Liz McDaid and Makoma Lekalakala have been awarded the prestigious Goldman Environmental Prize for their role in stopping a controversial nuclear deal between South Africa and Russia.
Now they are urging other women to step up and fight against injustice.
“I think it’s like when you come up against bullies, at a certain point, you actually say enough is enough,” Ms McDaid said.
“It’s within the grasp of ordinary people. Let the politicians keep shouting, but let’s get on and make a difference.”
The fight of their lives
The two women, both aged in their fifties, one white and one black, took on the South African Government in 2014.
Together they led a campaign to stop a multi-billion-dollar deal with Russia, to build a series of nuclear power stations in South Africa.
The agreement had not passed through the normal checks, balances and scrutiny of parliament.
South Arica had also signed deals with the United States and South Korea.
Ms Lekalakala believed the project was unsafe, unnecessary and unaffordable.
“This deal was literally going to bankrupt the country,” she said.
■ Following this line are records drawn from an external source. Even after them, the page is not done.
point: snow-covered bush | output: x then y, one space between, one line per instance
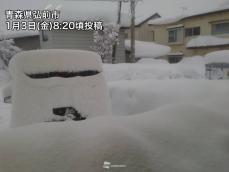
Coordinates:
56 85
105 40
7 51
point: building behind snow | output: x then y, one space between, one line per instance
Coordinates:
189 35
106 12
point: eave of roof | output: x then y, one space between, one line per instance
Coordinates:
190 16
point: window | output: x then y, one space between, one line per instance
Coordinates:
220 28
175 35
151 36
192 31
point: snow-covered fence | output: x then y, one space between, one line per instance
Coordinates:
56 85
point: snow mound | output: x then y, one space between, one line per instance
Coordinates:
148 49
152 61
158 71
207 41
48 83
133 97
179 137
217 57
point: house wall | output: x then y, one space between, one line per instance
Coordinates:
28 43
60 39
120 50
204 22
81 40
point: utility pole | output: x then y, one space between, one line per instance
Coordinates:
132 31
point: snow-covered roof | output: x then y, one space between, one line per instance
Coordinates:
106 11
144 9
182 16
207 41
217 57
148 49
17 34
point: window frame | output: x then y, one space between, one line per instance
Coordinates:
192 31
173 30
217 23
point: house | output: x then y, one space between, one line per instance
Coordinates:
189 35
142 30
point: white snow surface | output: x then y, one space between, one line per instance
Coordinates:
206 41
217 57
34 99
189 11
148 49
157 70
105 11
186 135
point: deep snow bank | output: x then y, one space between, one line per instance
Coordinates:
158 70
133 97
178 137
148 49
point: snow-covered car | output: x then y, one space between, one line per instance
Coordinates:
56 85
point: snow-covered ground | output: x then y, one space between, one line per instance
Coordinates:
179 136
165 118
189 68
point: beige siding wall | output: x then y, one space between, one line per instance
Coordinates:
69 40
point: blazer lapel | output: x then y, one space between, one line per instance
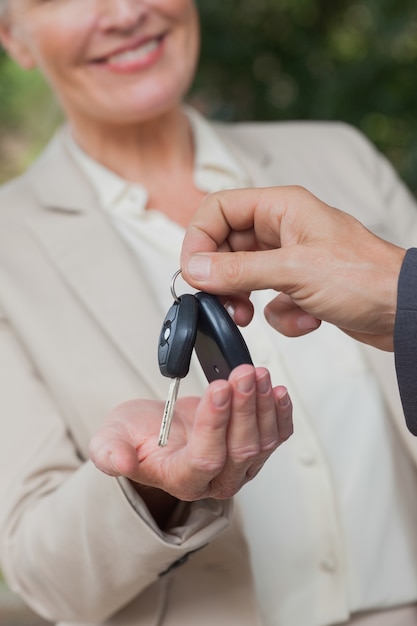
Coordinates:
91 257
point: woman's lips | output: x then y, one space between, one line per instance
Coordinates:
139 57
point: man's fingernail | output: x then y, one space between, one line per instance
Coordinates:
221 397
199 266
307 322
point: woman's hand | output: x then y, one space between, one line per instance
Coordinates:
216 443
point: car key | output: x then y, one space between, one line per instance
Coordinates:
175 347
219 344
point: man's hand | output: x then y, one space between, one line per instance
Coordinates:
327 265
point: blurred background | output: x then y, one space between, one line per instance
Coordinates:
272 60
264 60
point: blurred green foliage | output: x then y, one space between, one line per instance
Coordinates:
275 60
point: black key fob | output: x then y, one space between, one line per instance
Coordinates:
177 337
219 344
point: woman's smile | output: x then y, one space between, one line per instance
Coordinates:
136 56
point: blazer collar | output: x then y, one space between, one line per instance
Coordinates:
99 268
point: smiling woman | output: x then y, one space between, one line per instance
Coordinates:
97 522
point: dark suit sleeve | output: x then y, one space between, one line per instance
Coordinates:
405 338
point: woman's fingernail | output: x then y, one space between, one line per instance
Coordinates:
230 309
245 383
199 266
284 400
221 396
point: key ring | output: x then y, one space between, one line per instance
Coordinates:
174 278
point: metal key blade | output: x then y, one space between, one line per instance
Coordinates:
168 412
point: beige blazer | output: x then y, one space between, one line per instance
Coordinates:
78 335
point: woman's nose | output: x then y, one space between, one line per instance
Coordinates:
121 14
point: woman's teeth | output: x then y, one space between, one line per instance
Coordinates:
136 54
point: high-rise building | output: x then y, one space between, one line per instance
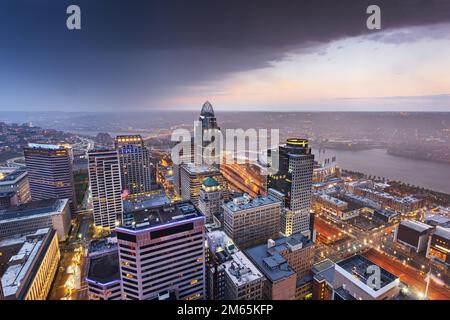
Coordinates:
294 180
50 172
106 187
31 262
192 177
103 273
163 251
351 281
211 199
15 181
251 222
29 217
209 133
285 262
230 274
135 164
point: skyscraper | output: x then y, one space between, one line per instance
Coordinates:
192 177
106 187
251 222
210 199
135 164
162 251
294 180
50 172
209 134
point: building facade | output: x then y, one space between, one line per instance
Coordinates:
15 181
192 178
163 250
294 180
32 265
29 217
106 187
250 221
211 199
135 164
50 174
102 269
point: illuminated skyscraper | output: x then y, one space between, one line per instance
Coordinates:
162 252
211 199
50 172
294 180
106 187
135 164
“For us, challenging the abuse of power and protecting our constitutional right, this is fundamental.”
Their organisations — Earthlife Africa and the Southern Africa Faith Communities Environmental Institute — teamed up with other groups, including environmental lawyers, to take on the government.
Ms McDaid said she was confident she and Ms Lekalakla, along with their supporters, would win.
“I think what is really nice is that in a world that is often being led by men, this was a space where two women could actually work together,” she said.
“We have the same sort of energy, same attitudes and value system. So, we worked very well together.”
The environmentalists filed a case against the President of South Africa, the Department of Energy and the Speaker of Parliament.
“To say no nuclear energy should proceed without having satisfied all the legislative and regulatory processes,” Ms McDaid said.
On the 26th of April 2017, the High Court in Cape Town found the Government had not followed due process.
As a result, the deal was declared invalid and unconstitutional.
Ms Lekalakala and Ms McDaid began their activism against the apartheid regime in the 1980s.
Ms McDaid said people should not believe the story that they are powerless.
“We do live in a democracy, we have the right to stand up, we have the right to protest, and so people must use it,” she said.